The tried and true Ay Te Dejo En San Antonio launches this production, followed by the Lydia Mendoza classic Amor Bonito. But the Maniacs waste no time getting to the special tunes, givinng us a bajo-acordeon instrumental of the Marty Robbins classic, El Paso, combined with San Antonio Rose with Ray Benson of Asleep at the Wheel providing the vocals.
Much like 2010’s Grammy winning Borders y Bailes, Los Texmaniacs give us timeless instrumentals, such as Santiago Jimenez, Sr.’s Viva Seguin, the Mexican classic Antotonilco, and the vals, Salvador. But another instrumental gift is that of a Texas medley, featuring The Eyes of Texas and Deep in the Heart of Texas. With Farias on the acordeon, Bobby Flores on the fiddle, and Baca’s riffs on the Bajo, these are the tunes I’d like to see at the DNC (hint-hint).
Other canciones-polkas that are timeless include El Buque de Mas Potencia, and Por Una Mujer Casada. Baca penned the newer polkita, Ana Mia, which even has a video. The Texmaniacs also expertly provide us some smooth boleros, including Si Quieres Verme Llorar, Los Barandales del Puente, and Mil Besos (vocals byLorenzo Martinez). But the tune that really hits this heart is the corrido, El Contrabando de El Paso. Baca is also joined on vocals by Jason Roberts of Asleep at the Wheel for an amazing rendition of Waltz Across Texas.

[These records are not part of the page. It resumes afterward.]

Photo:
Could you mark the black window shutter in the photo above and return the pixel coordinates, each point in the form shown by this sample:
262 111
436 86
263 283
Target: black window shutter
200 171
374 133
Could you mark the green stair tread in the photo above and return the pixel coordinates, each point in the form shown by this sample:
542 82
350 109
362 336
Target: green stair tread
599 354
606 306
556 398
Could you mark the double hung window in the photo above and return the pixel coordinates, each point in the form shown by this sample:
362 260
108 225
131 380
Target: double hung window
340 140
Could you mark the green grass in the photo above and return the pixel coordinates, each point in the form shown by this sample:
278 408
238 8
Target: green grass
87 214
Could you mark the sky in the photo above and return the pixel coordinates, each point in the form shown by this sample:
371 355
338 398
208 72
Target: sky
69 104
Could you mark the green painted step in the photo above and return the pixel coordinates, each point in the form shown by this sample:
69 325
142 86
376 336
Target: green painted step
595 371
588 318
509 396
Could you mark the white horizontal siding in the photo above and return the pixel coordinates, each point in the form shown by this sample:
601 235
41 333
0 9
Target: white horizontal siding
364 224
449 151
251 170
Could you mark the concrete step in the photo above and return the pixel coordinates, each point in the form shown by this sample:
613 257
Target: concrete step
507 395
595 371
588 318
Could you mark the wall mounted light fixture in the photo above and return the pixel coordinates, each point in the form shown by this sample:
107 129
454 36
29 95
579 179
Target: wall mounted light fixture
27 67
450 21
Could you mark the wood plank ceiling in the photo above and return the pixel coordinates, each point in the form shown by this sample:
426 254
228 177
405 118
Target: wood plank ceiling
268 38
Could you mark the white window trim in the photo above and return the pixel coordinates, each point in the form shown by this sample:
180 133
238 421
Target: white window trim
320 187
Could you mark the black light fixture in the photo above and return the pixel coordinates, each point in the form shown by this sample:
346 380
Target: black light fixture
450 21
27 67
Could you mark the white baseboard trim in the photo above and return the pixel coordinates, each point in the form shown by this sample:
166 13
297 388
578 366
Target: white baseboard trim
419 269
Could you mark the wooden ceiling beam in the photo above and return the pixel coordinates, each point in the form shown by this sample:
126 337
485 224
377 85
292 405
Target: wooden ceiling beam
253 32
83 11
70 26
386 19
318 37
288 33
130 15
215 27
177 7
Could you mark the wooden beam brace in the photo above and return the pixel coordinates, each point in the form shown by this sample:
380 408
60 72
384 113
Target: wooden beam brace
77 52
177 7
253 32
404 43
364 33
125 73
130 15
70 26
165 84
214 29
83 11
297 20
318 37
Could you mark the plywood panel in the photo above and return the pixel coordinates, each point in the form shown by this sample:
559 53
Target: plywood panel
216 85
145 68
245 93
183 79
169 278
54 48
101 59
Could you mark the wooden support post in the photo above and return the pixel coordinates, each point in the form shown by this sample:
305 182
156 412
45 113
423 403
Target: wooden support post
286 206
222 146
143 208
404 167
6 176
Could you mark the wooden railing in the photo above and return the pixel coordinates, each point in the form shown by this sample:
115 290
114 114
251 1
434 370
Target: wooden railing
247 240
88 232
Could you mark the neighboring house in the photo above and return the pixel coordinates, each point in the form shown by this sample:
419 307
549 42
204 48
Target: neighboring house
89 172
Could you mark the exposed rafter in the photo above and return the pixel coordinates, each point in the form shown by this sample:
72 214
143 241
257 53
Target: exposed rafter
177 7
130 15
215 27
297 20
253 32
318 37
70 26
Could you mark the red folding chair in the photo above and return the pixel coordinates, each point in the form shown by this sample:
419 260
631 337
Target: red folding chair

Many record companies have attempted to reignite the conjunto genre by selling the old stuff, and preserving our culture and music should be priority one. But Los Texmaniacs have taken it a step further by giving us these tunes in a soulful manner without the tunes losing their integrity. What makes this production a special one is being secure in the knowledge that Baca and the gang can reproduce this stuff live and to perfection. Check out a show one of these days!
Texas Towns and Tex-Mex Sounds is readily available on the Smithsonian Folksways site for purchase and download. You never get this great a deal for 18 tracks.